The sensor is the typcial a "geartooth" sensor picking up targets that are mounted on the spinning shaft of the motor. The tricky bit is in what happens after the sensor. The motor (as seen on the work bench in the video happens to be a Warp9. But it work with anything spinning. It goes like this:

RPM sensor -> Arduino -> Can bus chips -> Instrument cluster.

The magic happens in the Arduinio and canbus chips. It takes the pulsed signal from the RPM sensor converts it to an RPM then translates that into the correct format for the BMW and sends it out on the BMW's can bus using can bus chips.

The temp is handled by a ADC (MCP3002 if memory is correct). It samples a voltage (0-5V). So could be anything really. But it's a pretty standard set up for a temp sensor or TPS etc.

The MIL and ELM lights are controlled by grounding or bringing high different pins.
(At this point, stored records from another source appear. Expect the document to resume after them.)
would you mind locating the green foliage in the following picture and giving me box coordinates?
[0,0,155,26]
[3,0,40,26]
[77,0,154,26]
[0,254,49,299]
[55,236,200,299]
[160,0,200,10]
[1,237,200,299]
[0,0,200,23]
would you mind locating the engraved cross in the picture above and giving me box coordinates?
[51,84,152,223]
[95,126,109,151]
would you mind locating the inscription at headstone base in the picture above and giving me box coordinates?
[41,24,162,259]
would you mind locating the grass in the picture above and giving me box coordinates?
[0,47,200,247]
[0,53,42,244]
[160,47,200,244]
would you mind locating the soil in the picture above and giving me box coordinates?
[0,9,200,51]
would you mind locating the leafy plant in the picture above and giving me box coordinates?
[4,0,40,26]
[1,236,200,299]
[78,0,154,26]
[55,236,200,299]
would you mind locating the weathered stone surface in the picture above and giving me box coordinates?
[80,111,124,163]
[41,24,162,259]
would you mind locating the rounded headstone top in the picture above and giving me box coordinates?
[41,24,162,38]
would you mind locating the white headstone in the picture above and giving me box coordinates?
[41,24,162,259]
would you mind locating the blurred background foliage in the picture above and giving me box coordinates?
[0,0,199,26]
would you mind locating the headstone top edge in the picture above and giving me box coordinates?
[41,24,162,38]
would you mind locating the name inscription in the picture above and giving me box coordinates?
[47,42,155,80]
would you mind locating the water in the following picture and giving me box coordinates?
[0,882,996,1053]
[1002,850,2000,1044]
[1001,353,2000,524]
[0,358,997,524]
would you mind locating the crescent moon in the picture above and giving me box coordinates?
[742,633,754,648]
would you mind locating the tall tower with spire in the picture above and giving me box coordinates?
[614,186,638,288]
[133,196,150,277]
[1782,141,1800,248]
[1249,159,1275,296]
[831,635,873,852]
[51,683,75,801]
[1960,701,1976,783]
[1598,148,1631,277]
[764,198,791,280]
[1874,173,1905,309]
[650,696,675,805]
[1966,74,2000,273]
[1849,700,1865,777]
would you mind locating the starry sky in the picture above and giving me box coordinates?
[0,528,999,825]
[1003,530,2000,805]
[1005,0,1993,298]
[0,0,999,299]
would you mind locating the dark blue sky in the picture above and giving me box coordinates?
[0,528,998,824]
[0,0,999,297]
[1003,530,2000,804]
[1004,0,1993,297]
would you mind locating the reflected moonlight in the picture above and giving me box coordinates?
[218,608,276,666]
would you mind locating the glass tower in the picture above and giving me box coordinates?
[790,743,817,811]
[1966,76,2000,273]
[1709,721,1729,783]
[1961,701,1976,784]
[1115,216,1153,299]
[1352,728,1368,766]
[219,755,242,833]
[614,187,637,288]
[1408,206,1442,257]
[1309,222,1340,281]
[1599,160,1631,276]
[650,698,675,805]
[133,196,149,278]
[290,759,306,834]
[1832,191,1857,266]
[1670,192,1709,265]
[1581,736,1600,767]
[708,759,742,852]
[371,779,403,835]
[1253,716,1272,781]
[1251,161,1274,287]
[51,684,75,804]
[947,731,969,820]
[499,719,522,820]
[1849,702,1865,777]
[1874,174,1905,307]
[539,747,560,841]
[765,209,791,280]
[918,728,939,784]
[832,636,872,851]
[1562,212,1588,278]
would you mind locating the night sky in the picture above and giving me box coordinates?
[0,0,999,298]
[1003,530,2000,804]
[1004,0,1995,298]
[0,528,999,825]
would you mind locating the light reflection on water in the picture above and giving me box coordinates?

IF the input or output voltage is greater than 12V I put it through an optocoupler to ensure the Arduino doesn't get fried (yes I've done that).

The module being tested in the video will be installed into a EV in the next few weeks. 

Though this particular set up is designed for a E46 BMW the concept and hardware should work for any can bus based driven instrument cluster. Would just need to change the can bus codes required to drive it (which may or may not be available off the net. I had to reverse engineer the BMW's).

Thaniel


----------



## bwjunkie (Jul 31, 2013)

very cool. Are you also reading any CAN messages or just writing? My project is messages from BMS CAN and then show the lowest voltage on an analog meter.

But now I definitely want to get the same RPM set you have, that is sweet.
-josh


----------



## Thaniel (May 25, 2008)

Yah the program and can chips both send and receive. It is actually pretty easy once one has the right can bus messages.

Thaniel


----------



## Jprince (10 mo ago)

Bringing back an old thread.. the links on the first page is that the code for the ardunio ? Can someone hold my hand haha looking at getting the can to work with a ls swap ( I know cliché) In a e46
Thank you


----------